Venturing into the immersive landscape of virtual reality is not just a thrilling escape; it could also serve as a groundbreaking solution for health-related issues.
Recent research suggests that delving into virtual experiences might be a key factor in preventing falls and mitigating the persistent burden of chronic pain.
A thorough investigation into the impact of at-home step exercises, infused with a gaming component, revealed notable effectiveness in preventing falls, particularly among individuals aged over 65.
The captivating and enjoyable nature of the gaming exercises not only sustained participation but also significantly diminished the risk of falls, addressing potential cognitive decline associated with ageing, as detailed in a study by Neuroscience Research Australia.
Falls are a considerable health concern for individuals over 65, impacting one in three people annually.
Daina Sturnieks, the lead author of the study, underscored the importance of balance-challenging exercises in fall prevention. However, she acknowledged the difficulty of maintaining consistency due to the perceived monotony of traditional exercises.
“We’ve known for a long time that, if done correctly and consistently, balance-challenging exercises can prevent falls,” she said.
“The problem is that often people don’t keep up with their exercises because they can get boring very quickly.”
In the experiment involving over 750 participants, those who immersed themselves in the stepping exercise game for two hours per week over a year showcased a remarkable 26 per cent reduction in the likelihood of experiencing a fall.
Beyond fall prevention, the fusion of exercise with virtual reality seems to hold promise in alleviating chronic pain. A clinical study conducted by the University of South Australia highlighted the potential of game focused workouts to render them more tolerable.
With over 3.4 million Australians grappling with chronic pain, the conventional recommendation of exercising for at least 30 minutes, three to five times a week, encounters challenges due to perceived boredom, effort requirements, and pain barriers.

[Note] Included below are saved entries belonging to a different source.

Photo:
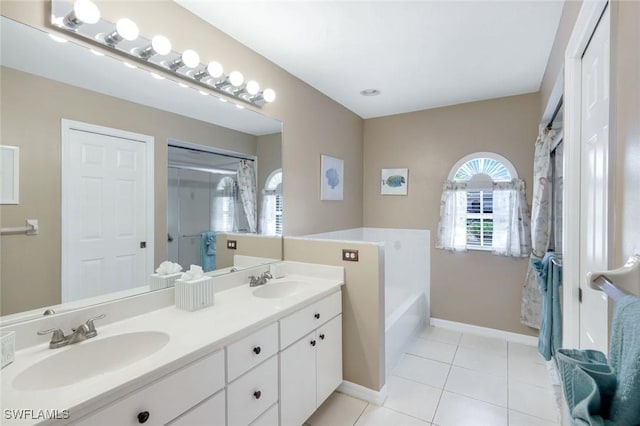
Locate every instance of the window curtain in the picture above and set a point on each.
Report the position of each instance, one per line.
(511, 227)
(531, 304)
(267, 222)
(452, 230)
(247, 189)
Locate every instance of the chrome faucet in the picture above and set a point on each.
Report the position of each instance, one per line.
(261, 280)
(84, 331)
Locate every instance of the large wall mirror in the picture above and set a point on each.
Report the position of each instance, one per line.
(66, 106)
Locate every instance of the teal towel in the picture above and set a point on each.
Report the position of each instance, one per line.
(624, 356)
(549, 278)
(602, 376)
(208, 251)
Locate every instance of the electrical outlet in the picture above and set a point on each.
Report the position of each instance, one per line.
(350, 255)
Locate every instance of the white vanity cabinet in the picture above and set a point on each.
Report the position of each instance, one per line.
(167, 398)
(310, 358)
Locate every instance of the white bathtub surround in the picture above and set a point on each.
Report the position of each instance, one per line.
(407, 271)
(192, 335)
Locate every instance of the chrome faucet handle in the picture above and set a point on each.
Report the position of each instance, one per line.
(91, 328)
(254, 281)
(58, 339)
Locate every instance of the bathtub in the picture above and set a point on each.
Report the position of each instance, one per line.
(406, 284)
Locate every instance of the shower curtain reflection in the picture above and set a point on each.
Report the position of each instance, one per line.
(203, 196)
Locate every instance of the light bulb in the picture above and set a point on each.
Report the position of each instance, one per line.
(190, 58)
(86, 11)
(269, 95)
(127, 29)
(236, 78)
(253, 87)
(215, 69)
(161, 45)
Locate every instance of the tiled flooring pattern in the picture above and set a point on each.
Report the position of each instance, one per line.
(448, 378)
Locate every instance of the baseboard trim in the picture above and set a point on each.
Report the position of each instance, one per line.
(485, 331)
(361, 392)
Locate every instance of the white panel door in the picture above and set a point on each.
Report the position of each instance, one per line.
(105, 213)
(594, 212)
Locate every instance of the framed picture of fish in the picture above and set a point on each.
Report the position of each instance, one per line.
(332, 178)
(394, 181)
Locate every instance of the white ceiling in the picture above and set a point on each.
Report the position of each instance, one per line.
(419, 54)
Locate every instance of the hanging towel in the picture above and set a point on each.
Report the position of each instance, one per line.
(624, 356)
(208, 251)
(549, 276)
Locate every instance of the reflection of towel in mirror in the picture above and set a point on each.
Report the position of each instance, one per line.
(208, 251)
(624, 356)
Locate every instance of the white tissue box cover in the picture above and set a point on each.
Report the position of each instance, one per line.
(195, 294)
(157, 281)
(8, 346)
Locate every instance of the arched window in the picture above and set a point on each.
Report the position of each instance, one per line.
(273, 204)
(482, 193)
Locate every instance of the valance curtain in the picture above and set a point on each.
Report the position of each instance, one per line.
(511, 227)
(247, 189)
(531, 304)
(452, 231)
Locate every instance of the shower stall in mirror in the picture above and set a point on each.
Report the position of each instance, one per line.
(203, 200)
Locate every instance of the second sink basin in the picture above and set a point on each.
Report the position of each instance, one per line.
(90, 358)
(278, 289)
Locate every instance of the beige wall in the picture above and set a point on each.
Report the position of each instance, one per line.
(625, 78)
(313, 124)
(555, 64)
(32, 108)
(363, 342)
(474, 287)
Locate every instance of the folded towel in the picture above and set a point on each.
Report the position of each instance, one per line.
(208, 251)
(601, 375)
(624, 356)
(549, 277)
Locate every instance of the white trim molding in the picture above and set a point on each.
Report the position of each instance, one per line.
(485, 331)
(585, 26)
(358, 391)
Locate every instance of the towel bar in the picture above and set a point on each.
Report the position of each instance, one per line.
(30, 229)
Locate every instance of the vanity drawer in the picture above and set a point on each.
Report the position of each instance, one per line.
(251, 351)
(211, 412)
(307, 319)
(166, 398)
(253, 393)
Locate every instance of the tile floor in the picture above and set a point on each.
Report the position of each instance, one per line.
(447, 378)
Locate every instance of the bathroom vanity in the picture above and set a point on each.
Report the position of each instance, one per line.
(264, 355)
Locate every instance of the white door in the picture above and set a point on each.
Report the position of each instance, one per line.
(595, 205)
(106, 244)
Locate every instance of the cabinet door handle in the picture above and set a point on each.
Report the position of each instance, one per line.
(143, 416)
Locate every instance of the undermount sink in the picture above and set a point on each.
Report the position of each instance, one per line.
(90, 358)
(276, 290)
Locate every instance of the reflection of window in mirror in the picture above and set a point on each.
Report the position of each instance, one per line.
(272, 205)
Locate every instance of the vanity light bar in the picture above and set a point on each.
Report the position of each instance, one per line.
(82, 20)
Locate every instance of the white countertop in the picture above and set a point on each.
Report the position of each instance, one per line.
(235, 313)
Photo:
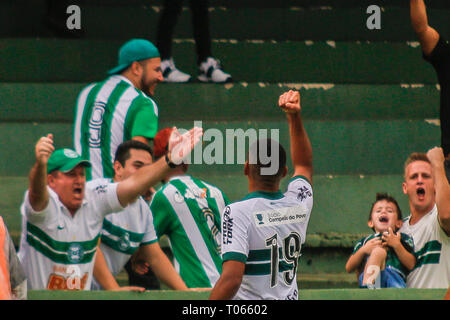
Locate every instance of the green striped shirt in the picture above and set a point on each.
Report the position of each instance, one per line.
(108, 113)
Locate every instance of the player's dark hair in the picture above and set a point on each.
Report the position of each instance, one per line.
(263, 154)
(384, 196)
(413, 157)
(123, 151)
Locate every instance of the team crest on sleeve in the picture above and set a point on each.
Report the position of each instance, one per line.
(227, 226)
(75, 253)
(303, 193)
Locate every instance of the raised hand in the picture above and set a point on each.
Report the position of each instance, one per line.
(44, 149)
(181, 145)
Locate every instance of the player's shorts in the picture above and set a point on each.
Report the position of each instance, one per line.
(390, 278)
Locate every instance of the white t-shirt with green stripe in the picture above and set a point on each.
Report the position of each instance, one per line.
(123, 232)
(266, 231)
(432, 250)
(108, 113)
(57, 251)
(188, 210)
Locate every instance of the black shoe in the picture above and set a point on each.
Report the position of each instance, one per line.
(447, 169)
(59, 28)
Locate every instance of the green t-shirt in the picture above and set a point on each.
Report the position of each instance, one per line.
(391, 260)
(107, 114)
(187, 210)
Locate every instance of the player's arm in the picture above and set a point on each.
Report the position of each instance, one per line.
(38, 193)
(442, 187)
(179, 148)
(356, 259)
(428, 37)
(393, 240)
(105, 278)
(229, 282)
(406, 258)
(153, 256)
(301, 150)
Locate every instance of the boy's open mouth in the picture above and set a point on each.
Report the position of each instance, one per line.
(420, 192)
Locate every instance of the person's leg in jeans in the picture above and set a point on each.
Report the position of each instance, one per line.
(164, 37)
(200, 26)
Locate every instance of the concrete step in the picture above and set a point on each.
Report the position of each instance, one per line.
(55, 102)
(56, 60)
(340, 147)
(339, 217)
(289, 21)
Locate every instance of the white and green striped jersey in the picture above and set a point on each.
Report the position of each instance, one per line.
(125, 231)
(108, 113)
(188, 210)
(266, 231)
(57, 250)
(432, 250)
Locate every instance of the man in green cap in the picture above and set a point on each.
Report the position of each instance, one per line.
(62, 220)
(119, 108)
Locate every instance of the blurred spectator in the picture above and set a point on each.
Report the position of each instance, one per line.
(187, 210)
(13, 284)
(428, 194)
(210, 69)
(56, 19)
(130, 230)
(436, 50)
(62, 219)
(383, 259)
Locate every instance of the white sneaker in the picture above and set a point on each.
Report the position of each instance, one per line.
(171, 73)
(211, 71)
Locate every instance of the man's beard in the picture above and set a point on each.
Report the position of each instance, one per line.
(144, 86)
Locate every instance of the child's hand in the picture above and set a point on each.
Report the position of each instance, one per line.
(370, 245)
(391, 239)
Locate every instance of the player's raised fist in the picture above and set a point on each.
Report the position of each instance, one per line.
(44, 149)
(289, 101)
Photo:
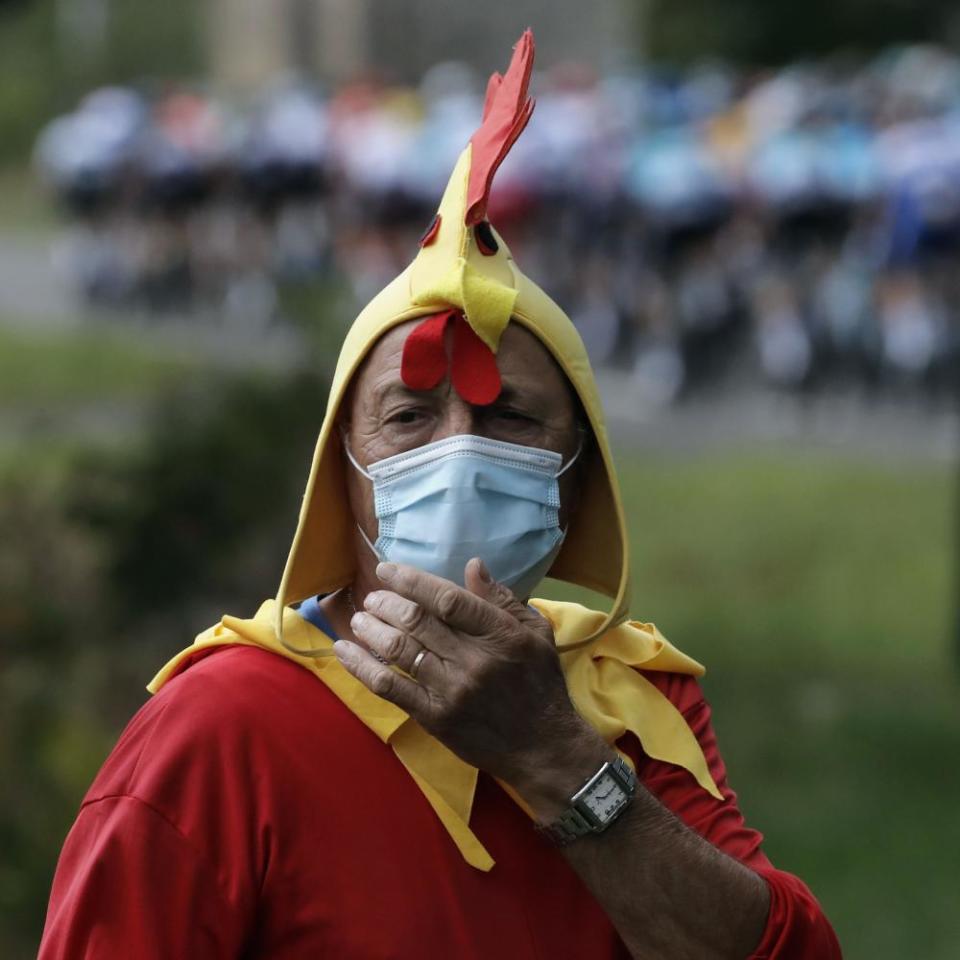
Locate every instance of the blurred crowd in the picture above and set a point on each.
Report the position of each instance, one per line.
(802, 224)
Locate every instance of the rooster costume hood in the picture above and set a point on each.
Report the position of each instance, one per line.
(464, 278)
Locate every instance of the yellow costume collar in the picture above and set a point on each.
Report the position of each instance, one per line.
(604, 685)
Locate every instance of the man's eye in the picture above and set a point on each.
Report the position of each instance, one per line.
(406, 417)
(513, 415)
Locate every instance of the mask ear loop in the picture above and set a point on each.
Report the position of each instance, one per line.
(353, 459)
(362, 472)
(571, 461)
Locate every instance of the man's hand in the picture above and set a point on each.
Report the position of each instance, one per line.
(489, 684)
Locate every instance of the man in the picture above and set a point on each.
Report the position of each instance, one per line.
(473, 775)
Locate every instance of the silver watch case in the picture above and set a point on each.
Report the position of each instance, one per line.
(596, 804)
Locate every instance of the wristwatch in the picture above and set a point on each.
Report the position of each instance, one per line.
(595, 805)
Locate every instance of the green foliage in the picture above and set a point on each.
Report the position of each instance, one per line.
(110, 564)
(57, 369)
(758, 32)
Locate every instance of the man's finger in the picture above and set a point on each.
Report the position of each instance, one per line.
(453, 605)
(480, 582)
(384, 682)
(419, 627)
(395, 646)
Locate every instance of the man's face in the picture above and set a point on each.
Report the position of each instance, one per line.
(383, 416)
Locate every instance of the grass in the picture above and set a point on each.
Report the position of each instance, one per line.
(26, 204)
(820, 593)
(66, 369)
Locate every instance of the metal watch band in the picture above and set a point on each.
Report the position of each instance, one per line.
(578, 820)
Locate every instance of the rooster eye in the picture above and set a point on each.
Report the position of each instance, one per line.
(486, 241)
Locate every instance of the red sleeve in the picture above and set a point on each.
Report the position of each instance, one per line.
(797, 928)
(128, 883)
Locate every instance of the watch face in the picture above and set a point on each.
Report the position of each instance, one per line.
(605, 798)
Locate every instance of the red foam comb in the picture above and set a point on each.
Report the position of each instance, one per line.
(472, 364)
(506, 112)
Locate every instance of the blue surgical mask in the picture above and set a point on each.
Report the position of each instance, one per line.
(441, 504)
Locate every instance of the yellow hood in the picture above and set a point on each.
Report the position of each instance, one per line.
(452, 270)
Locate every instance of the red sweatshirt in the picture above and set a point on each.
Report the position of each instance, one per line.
(245, 812)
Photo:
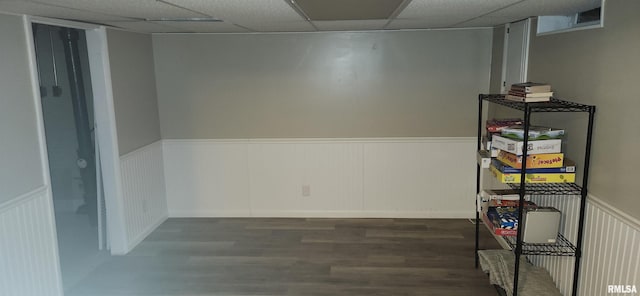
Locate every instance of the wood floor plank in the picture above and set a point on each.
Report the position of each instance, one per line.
(287, 257)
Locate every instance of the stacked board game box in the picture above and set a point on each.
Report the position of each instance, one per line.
(545, 162)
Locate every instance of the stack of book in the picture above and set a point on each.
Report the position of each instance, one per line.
(529, 92)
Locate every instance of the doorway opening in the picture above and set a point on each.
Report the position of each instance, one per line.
(67, 107)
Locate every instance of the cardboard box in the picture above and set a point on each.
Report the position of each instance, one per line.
(540, 226)
(534, 147)
(533, 178)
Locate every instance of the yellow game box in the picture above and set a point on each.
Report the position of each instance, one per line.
(533, 178)
(535, 161)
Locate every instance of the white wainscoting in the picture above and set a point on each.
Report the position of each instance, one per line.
(29, 263)
(610, 247)
(380, 177)
(143, 188)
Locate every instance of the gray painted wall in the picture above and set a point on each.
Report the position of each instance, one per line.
(134, 89)
(496, 60)
(338, 84)
(600, 67)
(20, 162)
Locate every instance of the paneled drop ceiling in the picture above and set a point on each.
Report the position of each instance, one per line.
(240, 16)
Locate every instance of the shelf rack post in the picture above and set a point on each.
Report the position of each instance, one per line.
(518, 251)
(583, 201)
(480, 102)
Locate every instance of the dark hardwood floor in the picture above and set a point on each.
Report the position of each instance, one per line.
(254, 256)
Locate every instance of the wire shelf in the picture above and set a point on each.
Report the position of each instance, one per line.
(549, 188)
(554, 105)
(562, 247)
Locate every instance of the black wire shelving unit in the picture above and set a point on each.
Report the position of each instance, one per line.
(562, 247)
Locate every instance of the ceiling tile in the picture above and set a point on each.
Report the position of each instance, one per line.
(529, 8)
(487, 21)
(206, 27)
(333, 10)
(350, 25)
(142, 9)
(420, 9)
(294, 26)
(37, 9)
(245, 12)
(145, 27)
(431, 23)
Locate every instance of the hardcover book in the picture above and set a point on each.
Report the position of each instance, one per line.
(531, 87)
(495, 125)
(531, 95)
(527, 99)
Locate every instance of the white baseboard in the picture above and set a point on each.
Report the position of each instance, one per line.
(142, 235)
(321, 214)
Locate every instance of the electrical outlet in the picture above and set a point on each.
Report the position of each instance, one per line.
(306, 190)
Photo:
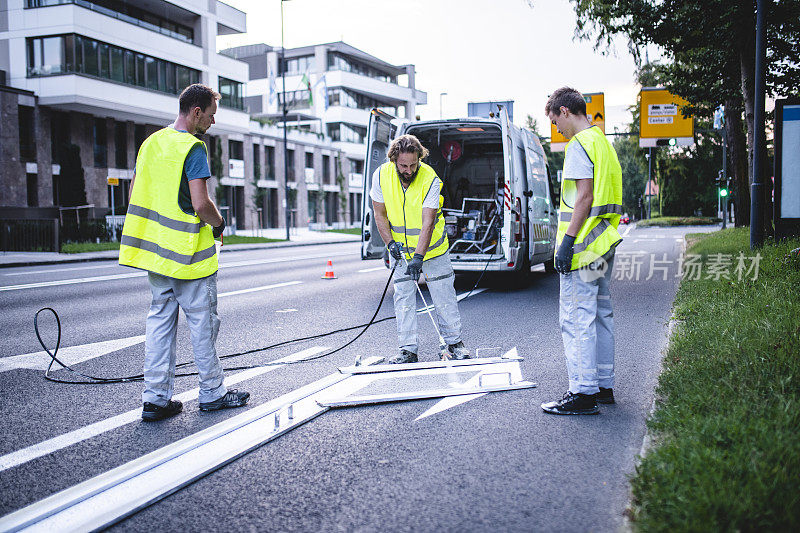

Erin MacIntyre, a PhD candidate, explored the integration of virtual reality with exercise, discovering that combining an exercise bike with a virtual reality headset resulted in a 20 per cent increase in enjoyment levels and a 15 per cent longer exercise duration. By providing a distraction from the exertion of exercise, the virtual reality experience contributed to heightened enjoyment and sustained engagement.
“The challenge is that there are often barriers to exercise – many find it boring, or say that it requires too much effort, or can be painful,” MacIntyre said.
“The VR experience distracted cyclists from the exertion of exercise and made the exercise feel easier, which together contributed to increased enjoyment and engagement.”